Further Amplifications on Philemon
As far as Jung’s guru, Philemon,
who presented himself to Jung as coming from Alexandria, where the East meets
the West, is concerned, his four keys clearly opened the door for Jung to
develop a psychology firmly grounded on the symbolic value four [4], or
complete integration of being. As I amplified above, there are parallels
between his nature and that of Metatron, the chief angel of the Judeo-Christian
tradition. For further amplification, it is noteworthy that Philemon is
depicted as having kingfisher wings with their characteristic coloration and
Bull’s horns.
The kingfisher reference relates
him to the wounded Fisher King of the Grail tradition, whose wounds would be
healed with the discovery of the Holy Grail. He is wounded in the thigh or
groin, and his impotence affects the kingdom, reducing it to a Wasteland. Both the Fisher king and the kingfisher bird
are also fishers, who take fish from the water, in other words, important
contents of the psyche from the unconscious.
Christ, too, was related to fish, and his disciples were fishers of men.

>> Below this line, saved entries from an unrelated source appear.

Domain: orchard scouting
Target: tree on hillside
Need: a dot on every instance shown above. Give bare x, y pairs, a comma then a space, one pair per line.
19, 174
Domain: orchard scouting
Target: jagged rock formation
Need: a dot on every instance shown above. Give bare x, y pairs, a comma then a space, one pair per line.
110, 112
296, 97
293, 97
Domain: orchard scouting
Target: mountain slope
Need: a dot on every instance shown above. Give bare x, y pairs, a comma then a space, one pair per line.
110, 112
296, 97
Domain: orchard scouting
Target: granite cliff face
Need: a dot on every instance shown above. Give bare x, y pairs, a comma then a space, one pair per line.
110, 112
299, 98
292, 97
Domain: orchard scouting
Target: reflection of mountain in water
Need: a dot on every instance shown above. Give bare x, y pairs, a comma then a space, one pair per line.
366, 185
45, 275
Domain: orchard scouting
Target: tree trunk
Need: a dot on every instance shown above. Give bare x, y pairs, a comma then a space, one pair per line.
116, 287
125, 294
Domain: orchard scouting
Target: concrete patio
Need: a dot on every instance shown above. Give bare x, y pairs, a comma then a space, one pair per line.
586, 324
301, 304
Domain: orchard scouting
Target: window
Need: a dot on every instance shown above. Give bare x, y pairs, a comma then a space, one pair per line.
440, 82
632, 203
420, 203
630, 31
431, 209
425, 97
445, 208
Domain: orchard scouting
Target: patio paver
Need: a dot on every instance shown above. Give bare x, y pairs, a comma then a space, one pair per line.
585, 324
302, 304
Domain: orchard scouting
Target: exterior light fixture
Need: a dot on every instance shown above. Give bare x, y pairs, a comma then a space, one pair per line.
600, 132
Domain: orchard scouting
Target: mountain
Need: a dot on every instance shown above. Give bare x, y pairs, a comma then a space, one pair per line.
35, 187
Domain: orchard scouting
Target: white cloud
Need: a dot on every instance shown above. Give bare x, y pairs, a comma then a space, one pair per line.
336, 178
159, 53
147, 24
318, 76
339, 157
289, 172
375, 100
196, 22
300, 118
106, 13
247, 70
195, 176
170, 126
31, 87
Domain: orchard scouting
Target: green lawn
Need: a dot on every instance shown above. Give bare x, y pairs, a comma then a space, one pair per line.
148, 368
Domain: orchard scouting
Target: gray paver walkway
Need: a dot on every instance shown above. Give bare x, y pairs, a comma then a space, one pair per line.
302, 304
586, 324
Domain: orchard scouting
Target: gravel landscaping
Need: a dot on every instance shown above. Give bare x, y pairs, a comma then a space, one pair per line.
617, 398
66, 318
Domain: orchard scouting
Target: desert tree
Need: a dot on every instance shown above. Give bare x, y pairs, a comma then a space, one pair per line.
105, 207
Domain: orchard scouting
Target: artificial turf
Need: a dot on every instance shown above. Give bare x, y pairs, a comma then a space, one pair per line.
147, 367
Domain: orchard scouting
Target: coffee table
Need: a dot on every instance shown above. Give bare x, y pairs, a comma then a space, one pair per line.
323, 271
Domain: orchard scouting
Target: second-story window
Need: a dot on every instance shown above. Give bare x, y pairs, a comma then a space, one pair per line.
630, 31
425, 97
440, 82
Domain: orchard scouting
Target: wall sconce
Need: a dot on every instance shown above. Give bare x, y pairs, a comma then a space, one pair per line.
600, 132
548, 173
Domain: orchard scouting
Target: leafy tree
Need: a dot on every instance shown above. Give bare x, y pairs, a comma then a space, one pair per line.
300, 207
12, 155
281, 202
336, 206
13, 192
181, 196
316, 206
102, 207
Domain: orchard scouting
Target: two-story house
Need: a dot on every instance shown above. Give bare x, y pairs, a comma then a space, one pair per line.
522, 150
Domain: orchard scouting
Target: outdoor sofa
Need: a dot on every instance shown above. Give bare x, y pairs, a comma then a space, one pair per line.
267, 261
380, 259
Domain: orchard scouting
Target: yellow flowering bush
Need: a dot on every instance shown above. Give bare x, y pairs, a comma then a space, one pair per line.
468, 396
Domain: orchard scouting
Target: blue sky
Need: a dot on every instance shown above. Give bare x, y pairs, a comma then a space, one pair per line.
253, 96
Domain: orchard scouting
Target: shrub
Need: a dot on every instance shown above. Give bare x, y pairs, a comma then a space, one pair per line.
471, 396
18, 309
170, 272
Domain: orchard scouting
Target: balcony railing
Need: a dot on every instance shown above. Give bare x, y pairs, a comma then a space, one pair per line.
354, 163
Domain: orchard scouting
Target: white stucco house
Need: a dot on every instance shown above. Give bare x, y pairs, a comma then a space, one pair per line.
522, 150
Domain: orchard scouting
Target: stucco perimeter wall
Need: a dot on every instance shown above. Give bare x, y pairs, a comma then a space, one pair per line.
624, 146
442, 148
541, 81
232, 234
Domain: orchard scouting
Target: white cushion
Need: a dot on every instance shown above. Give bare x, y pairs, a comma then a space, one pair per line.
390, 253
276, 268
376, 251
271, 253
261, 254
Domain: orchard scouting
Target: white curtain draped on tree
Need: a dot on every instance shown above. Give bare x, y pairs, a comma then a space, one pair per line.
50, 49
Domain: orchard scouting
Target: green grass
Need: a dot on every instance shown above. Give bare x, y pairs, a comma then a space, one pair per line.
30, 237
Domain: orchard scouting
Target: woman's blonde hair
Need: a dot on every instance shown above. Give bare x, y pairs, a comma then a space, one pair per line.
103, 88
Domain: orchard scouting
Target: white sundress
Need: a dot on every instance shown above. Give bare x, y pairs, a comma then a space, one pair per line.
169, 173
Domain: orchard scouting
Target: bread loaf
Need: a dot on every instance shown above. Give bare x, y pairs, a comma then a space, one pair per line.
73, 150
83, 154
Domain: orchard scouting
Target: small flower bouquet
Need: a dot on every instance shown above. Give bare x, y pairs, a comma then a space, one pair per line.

The kingfisher’s beautiful turquoise/blue colors suggest spiritual
transformation and royalty. Overall, then these amplifications suggest the
nature of the spiritual task presented to Jung to be fulfilled through the
development of his system of psychology. In retrospect, there is no doubt but
that Jung brought living water to the contemporary mind and its spiritually
arid existence. When he was visiting India he had an important dream where he
was with some colleagues and he was the only one aware of the need to swim
across the channel to the Grail castle in order to fetch the Grail, which he
did. Indeed, Jung labored to bring the
Grail of truth to the West in his approach to psychology.
Regarding the Bull’s horns,
amplification takes me to Indra, the king of the Vedic gods. The parallel to Philemon begins with the
fact that that “Indra is the Bull of the radiant herd, the master of the
thought-energies….” “It is he who brings
forth the dawn and the sun, and effectuates the release of the waters.” This reminds one of the parting of the upper
waters in Jung’s dream. According to Madhusudan Reddy, Indra “embodies the
organizing and systematizing luminous intelligence beyond the whole cosmos in
its Truth-ward movement.” He represents
the Light of consciousness, impelled by force.
He is the illumined mind that brings discrimination to bear in order to
make order out of chaos. He is, in other words, the God of psychology, who
brings luminous knowledge along with the power of realization. Jung’s discovery
and championing of the archetypal psyche centered on the Self bears witness to
this. His constant teaching about the need to unite the heights with the depths
integrates the side of force and strength to the illumination from above.
Jung had a direct relationship with
the living God and a highly differentiated fourfold psyche. He may or may not
have had an inkling of the primordial act of creation itself, which included
the involvement of the four Beings of Light and their negation, but he lived
fully according to that reality. Although he specifically did not indulge in
metaphysical speculation, the final completeness and oneness of his life based
on the reality of the psyche and the realization of the mystical coincidentia
oppositorum, the reconciliation of opposites, however, suggests that he must
have had some insight into the nature of the act of creation.